Chapter 7 is an intelligent chapter on how digital evidence should be seized, secured, preserved and interpreted. It is filled with good practical advice and is especially good on interpreting partition tables.

Chapter 8 deals with the treatment of electronic organisers or PDAs. This category of device, in practice, has been replaced by the smart phone (e.g. the Apple iPhone) and it is a pity that there is no information on how information held on mobile phones should be forensically examined. Inferences can be drawn on how a mobile phone should be forensically examined but this is a clear and serious omission.

Chapter 9 points to the problems which forensic computing experts are encountering as computer technology develops. The authors are frankly nervous and do not offer a solution to the problem which are arising owing to the huge increase in storage capacity. It is no longer practical or sensible to attempt to study digital media without the use of specialist tools since the volume of data is just too large and cannot be successfully interpreted without such help. But there is no register or accreditation of such tools and the fact that the authors have had to divine the operation of NTFS by experiments rather than by reference to definitive materials strongly suggests that this is a problem which is not going to go away. A further problem arises because of the legal and ethical issues arising from imaging very large disks. The situation has leapt into the news recently with the attempt by forensic expert Jim Bates to get 87 hard disks containing legally privileged material back from Avon and Somerset police (see here )

There is a ten page bibliography, 80 pages of appendices and a 19 page glossary.

All in all this is a useful but dated guide to the discipline. But it needs to be dematerialised into an eBook and then developed as a Wiki for use by registered (and security cleared) forensic computing practitioners. Only then will it be possible for the text to be updated with contemporary materials, with active links to definitive documentation. I find it shocking that the authors have not been given access to definitive documents from Microsoft regarding the exact operation of the NTFS and are having to write their text on the basis of experiments rather than specifications. I find it of great concern that there is no testing and certification procedure for forensic tools which are now used on a daily basis in presenting evidence in the courtroom in child pornography cases.

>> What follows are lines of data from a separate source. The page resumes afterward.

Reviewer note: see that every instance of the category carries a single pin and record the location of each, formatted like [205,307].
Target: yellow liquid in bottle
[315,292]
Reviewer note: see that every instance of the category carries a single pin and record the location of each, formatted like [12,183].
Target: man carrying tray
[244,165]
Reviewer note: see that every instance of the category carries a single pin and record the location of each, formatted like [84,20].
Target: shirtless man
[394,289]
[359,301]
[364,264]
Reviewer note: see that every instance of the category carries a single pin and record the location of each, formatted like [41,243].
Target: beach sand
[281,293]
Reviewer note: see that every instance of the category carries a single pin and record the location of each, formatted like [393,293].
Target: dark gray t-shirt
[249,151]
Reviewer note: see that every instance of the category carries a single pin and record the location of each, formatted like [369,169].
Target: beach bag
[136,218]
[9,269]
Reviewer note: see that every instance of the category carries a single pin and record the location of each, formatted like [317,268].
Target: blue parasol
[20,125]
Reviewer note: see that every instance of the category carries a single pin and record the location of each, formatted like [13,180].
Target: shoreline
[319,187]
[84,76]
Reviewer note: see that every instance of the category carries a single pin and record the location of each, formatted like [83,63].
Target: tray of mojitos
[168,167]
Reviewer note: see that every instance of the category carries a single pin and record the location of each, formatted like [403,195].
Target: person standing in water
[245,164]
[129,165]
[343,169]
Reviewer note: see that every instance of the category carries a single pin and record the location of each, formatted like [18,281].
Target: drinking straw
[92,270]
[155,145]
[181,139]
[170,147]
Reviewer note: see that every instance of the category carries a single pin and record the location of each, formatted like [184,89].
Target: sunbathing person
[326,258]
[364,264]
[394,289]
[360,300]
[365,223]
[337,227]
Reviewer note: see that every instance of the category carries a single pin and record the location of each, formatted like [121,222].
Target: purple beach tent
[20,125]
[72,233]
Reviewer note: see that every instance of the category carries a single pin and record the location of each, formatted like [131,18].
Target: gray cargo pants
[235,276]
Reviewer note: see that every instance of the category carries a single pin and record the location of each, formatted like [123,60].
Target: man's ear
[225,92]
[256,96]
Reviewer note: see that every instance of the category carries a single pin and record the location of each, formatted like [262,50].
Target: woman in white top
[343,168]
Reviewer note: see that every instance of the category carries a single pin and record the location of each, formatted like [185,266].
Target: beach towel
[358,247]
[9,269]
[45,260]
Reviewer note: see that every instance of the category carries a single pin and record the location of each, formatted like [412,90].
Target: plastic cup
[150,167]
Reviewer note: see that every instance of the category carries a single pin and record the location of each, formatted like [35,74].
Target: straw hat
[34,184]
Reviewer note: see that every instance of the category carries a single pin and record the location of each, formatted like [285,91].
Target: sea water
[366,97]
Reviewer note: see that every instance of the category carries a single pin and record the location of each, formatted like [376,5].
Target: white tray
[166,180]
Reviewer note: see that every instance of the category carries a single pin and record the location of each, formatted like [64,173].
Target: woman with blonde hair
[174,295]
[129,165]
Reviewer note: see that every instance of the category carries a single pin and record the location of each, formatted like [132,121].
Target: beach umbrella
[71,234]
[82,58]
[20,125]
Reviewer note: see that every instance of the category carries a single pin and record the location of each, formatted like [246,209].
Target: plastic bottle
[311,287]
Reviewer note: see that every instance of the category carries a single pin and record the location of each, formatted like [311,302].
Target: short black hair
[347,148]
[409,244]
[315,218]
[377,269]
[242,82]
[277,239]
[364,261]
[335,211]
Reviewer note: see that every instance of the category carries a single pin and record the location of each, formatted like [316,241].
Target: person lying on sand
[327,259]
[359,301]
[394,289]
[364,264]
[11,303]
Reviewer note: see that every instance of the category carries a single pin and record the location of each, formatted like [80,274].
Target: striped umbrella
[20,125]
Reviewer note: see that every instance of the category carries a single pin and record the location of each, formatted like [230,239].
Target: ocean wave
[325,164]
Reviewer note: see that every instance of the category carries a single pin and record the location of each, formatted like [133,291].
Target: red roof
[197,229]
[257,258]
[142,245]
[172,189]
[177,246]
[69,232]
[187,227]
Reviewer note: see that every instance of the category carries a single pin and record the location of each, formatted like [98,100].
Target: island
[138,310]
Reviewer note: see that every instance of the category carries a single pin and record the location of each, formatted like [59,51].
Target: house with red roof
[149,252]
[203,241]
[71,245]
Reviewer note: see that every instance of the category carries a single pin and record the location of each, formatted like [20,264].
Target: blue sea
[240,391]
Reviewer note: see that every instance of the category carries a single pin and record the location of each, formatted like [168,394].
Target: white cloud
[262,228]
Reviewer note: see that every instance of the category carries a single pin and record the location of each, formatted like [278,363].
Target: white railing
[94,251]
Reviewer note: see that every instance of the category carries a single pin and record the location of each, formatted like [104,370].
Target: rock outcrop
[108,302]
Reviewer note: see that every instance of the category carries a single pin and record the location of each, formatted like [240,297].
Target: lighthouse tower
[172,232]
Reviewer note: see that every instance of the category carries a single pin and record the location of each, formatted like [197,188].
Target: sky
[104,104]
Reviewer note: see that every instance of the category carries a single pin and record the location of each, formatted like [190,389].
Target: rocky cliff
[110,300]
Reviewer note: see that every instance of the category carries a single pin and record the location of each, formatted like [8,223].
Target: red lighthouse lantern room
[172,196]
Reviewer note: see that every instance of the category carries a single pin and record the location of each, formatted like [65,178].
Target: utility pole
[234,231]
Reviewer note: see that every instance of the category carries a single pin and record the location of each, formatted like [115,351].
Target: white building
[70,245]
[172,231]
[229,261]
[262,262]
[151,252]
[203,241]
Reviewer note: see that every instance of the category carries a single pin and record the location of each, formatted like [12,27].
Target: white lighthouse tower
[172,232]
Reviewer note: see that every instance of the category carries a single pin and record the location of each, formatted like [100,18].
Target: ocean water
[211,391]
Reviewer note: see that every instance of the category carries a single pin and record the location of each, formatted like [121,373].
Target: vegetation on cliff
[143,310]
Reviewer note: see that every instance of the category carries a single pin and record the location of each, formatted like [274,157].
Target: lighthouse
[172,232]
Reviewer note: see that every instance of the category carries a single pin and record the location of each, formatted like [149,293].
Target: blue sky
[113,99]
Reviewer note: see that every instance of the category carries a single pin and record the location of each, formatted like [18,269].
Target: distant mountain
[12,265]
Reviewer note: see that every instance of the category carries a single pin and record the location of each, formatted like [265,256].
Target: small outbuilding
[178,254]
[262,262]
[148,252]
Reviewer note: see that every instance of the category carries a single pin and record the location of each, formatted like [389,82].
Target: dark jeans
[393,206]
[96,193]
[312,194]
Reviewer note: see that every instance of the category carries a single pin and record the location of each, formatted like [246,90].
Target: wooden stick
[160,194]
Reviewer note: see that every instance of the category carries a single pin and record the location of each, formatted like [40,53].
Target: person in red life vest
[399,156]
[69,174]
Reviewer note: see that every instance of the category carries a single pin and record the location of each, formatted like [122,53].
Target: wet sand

The new challenge for forensic computing experts are coming from "cloud computing" and the integration of location services into mobile systems and daemons. Cloud computing means that vast data storage is moving out of the beige boxes and into offshore data centres connected over the internet. Location services mean that mobile phone cell site analysis is an important part of many cases since everyone has a mobile phone and this provides tracking data. Modern shop tills today contain accurate digital clocks so even the simplest paper receipt can provide location evidence to convict or acquit an accused. Daemons, automated programs running on zombie computers, are responsible for the tsunami of spam and malware plaguing internet users worldwide as well as the automated call services we all know and hate. At current growth rates, they will be the majority users of the internet by next year. Truly the forensic computing expert is living in interesting times.